How can manufacturers confirm gamma irradiation has been successful?
JH: Gamma radiation indicators placed on packaging can confirm that it has (or has not) been exposed to a sterilizing dose of radiation. After sterilization, audits on each product families ensure radiation levels are under control and sterilization efforts are effective.
Must certain devices be cleaned before sterilization?
JH: A manufacturer may use an ultrasonic bath to clean its medical devices before packaging them. Ultrasonic cleaning reduces the amount of biological material on the device (bioburden). After the cleaned devices are in their packaging, they can be exposed to gamma sterilization, which penetrates through all primary and secondary packaging layers to complete the cleaning and sterilization process.
What is taken into consideration in terms of packaging materials?
JH: When assessing which materials are best for packaging, manufacturers consider their intended function as well as their sterilization characteristics. Rigid thermoformed trays are especially popular among surgical device manufacturers. The materials that make up these trays range from PETG to polycarbonate to HIPS, among others. Packages made from PETG, for instance, are ideal for gamma sterilization. This lets manufacturers streamline development by using a seamless sterilization technology that permeates through the packaging. In contrast to other methods such as steam sterilization or ethylene oxide sterilization, gamma sterilization can sterilize devices in their final packaging, eliminating the need for an additional post-sterilization packaging step after sterilization. Thermoplastic polyurethane films, on the other hand, are used commonly as pouches to hold implants. These pouches are effective as sterile barriers, even though they differ from thermoformed trays. These two types of packaging demonstrate that manufacturers have several different ways to meet FDA expectations for sterile barriers.
How do manufacturers deal with reusable devices after it leaves its original packaging?
JH: The FDA has different expectations for reusable devices designed to be separated from their initial packaging throughout their lifespan (after delivery, of course).
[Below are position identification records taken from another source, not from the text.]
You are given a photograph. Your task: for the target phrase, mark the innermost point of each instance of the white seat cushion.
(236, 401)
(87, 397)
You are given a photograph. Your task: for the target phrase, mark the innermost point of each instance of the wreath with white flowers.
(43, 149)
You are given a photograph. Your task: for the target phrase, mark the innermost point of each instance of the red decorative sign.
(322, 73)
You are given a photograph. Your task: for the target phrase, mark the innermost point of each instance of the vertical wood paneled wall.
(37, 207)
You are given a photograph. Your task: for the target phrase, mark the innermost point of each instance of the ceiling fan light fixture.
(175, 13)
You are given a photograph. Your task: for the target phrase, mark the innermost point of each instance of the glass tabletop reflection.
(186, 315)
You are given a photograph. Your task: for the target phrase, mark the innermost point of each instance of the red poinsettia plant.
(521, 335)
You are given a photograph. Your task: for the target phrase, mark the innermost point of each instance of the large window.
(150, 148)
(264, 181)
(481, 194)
As a result, the FDA created guidelines to ensure they are still traceable even though they do not have identifying packaging. In these cases, the FDA expects that devices will have a direct marking traceable to the GUDID. The marking must withstand hospital processing, and cleaning, as well as regular use. The marking may be etched, laser marked, have a permanent plaque, or one of the other methods accepted by the FDA.
How are these markings tracked?
JH: Manufacturers are expected to submit direct markings to the GUDID. If the device will only be reused on the same patient, it does not need to be marked. And if direct marking could degrade the device’s effectiveness or safety, the FDA lets it forgo marking.